Ballarotto granted continuance for discovery time for client
Trial of Trenton Mayor Tony Mack pushed back
By Alex Zdan/The Times
updated January 02, 2013 at 9:15 AM
TRENTON — The start date for Mayor Tony Mack’s trial on corruption charges has been pushed back to at least this summer with a continuance order issued by a federal judge.
Initially scheduled to begin Feb. 19, the trial date was moved back to no earlier than June 17, according to the order signed by U.S. District Judge Michael Shipp, who will preside over the case. Mack has said he has no intention of resigning and so would likely remain in office through that time and into the trial itself, which Shipp estimated would take four to five weeks.
In the order signed Dec. 20, Shipp agreed that defense attorneys would need more time to examine wiretap recordings, file motions, and prepare for the trial.
“In light of the serious allegations, the defendants will require considerable time to review discovery, to investigate the charges and to develop possible defenses to the charges,” Shipp wrote.
Mack, his brother Ralphiel Mack and associate Joseph “JoJo” Giorgianni were indicted Dec. 6 and pleaded not guilty to all charges during an arraignment later that month. Giorgianni’s attorney, Jerome Ballarotto, said the continuance was vital to mount an effective defense.
The three are likely to be tried together, said U.S. Attorney Paul Fishman, who is prosecuting the case.
Shipp designated the legal process a “complex case,” and ordered a freeze through June 17 on the 70-day requirement between arraignment and trial set by the Speedy Trial Act. With another continuance possible and motions in the case also exempt from the time limit, trial commencement isn’t likely until well into the summer, Ballarotto said.
“We need time,” defense attorney Jerome Ballarotto said yesterday. “The government’s had this for a year. We need time to get the discovery."
Tony Mack’s attorney, Mark Davis, said after the arraignment he was seeking a six-month continuance in the case. Davis could not be reached for comment yesterday.
Mack, who was arrested with his brother and Giorgianni on Sept. 10, faces six counts of extortion, bribery, mail fraud, and wire fraud. He allegedly worked through Giorgianni to seek over $100,000 in bribes from the developer of a proposed automated parking garage in downtown Trenton.
The garage was a sting set up by the FBI, who began investigating Mack just weeks after he took office in July 2010.
The city council will consider an ordinance to slash Mack’s $126,000 salary in half tomorrow. With Trenton on the fiscal year calendar running from July 1 to June 30, approval would mean Mack would not receive any pay for the first half of 2013.
The ordinance was approved in November with four votes, one fewer than the five necessary to withstand Mack’s veto.

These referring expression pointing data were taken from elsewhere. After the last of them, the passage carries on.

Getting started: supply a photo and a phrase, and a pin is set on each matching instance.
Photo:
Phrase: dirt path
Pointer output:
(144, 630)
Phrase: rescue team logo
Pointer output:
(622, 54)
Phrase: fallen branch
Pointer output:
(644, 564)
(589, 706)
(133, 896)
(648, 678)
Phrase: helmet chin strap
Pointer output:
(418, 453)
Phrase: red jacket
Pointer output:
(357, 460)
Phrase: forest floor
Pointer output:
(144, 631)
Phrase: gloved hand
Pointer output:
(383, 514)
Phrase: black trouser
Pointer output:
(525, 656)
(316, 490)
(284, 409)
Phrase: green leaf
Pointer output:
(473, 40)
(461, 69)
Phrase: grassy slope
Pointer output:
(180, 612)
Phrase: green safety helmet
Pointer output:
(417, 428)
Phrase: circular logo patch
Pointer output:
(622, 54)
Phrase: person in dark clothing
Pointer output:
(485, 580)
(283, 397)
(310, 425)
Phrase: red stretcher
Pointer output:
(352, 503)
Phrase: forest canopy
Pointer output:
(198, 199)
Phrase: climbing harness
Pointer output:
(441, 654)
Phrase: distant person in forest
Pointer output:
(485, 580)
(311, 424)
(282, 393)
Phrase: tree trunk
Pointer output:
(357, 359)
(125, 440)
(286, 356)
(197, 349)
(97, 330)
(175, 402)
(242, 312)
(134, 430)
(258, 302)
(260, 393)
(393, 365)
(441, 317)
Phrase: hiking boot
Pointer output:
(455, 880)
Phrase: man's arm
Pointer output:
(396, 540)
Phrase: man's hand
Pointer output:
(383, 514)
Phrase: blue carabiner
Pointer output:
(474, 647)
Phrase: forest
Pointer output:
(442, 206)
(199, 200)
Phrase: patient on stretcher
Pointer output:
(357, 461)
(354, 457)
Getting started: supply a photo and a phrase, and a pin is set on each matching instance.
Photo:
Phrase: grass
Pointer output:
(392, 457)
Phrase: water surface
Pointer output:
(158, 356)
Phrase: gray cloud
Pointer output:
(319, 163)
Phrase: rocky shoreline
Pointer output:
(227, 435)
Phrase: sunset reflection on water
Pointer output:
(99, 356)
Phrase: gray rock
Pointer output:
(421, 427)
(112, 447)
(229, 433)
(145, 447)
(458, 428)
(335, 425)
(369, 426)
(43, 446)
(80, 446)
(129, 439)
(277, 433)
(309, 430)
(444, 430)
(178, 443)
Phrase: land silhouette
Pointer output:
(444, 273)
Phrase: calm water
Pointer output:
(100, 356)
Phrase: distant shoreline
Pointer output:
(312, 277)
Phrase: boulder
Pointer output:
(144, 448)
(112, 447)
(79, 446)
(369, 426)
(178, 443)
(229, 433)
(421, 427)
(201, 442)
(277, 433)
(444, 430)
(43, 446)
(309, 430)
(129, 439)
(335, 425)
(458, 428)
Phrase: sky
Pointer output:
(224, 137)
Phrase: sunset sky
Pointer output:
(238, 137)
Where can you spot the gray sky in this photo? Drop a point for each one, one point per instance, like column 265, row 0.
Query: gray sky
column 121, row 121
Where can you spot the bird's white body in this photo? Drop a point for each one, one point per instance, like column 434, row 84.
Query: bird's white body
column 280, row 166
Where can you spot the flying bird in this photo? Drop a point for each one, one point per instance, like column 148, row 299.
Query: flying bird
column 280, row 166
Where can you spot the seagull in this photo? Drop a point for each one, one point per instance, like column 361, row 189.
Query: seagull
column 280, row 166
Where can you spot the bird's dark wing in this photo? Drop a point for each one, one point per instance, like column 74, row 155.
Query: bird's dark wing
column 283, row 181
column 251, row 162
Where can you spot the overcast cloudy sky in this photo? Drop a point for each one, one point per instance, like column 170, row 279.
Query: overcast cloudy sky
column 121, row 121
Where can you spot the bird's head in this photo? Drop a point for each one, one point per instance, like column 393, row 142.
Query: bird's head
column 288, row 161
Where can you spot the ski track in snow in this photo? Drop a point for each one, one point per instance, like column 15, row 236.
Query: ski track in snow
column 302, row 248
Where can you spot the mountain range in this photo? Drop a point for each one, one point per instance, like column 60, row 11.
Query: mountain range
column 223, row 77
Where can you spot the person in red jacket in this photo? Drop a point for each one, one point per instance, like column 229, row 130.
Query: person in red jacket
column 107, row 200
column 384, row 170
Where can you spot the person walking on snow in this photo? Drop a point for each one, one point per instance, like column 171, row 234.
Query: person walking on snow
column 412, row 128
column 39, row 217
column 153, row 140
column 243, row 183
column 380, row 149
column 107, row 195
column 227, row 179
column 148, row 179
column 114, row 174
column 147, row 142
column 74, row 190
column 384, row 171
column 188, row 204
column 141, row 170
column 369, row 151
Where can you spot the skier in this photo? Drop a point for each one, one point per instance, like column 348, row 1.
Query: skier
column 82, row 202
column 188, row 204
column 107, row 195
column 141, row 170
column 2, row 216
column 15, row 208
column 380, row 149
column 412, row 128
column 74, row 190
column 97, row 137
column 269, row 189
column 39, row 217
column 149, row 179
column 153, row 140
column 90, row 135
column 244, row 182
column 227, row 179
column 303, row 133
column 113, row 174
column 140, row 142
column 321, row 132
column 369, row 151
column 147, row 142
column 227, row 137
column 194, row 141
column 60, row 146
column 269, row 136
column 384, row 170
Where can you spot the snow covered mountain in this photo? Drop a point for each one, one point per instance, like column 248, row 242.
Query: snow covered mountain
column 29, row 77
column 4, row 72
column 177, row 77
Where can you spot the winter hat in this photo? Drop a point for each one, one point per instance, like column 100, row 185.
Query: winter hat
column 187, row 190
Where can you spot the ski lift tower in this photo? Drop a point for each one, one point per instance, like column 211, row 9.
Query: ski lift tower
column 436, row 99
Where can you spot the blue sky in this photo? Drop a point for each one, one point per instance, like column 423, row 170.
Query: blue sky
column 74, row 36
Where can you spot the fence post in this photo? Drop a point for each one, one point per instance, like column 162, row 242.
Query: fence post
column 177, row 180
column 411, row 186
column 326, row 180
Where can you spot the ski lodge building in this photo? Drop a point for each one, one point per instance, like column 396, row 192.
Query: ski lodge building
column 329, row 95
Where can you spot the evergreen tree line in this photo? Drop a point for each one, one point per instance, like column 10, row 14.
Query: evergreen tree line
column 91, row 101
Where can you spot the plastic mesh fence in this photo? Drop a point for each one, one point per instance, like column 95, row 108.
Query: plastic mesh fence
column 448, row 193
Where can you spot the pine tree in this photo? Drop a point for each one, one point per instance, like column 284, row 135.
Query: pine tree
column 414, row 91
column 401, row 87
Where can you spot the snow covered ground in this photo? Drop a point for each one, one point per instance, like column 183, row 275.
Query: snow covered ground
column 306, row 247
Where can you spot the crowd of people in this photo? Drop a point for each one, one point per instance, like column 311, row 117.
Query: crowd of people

During the time the continuance is in effect, the government will need to provide recordings of every conversation recorded from wiretaps maintained by the FBI, which tapped Mack’s phone for nearly six months and Giorgianni’s for longer, Ballarotto said. The defense will also be granted affidavits, transcripts, video, and computer data, the order says.
With the more than four months they’ve been granted, the attorneys will review the information and begin crafting a defense strategy for their clients to ensure they get a fair trial.
“We don’t do this to help the government,” Ballarotto said. “We do this because it’s absolutely necessary.”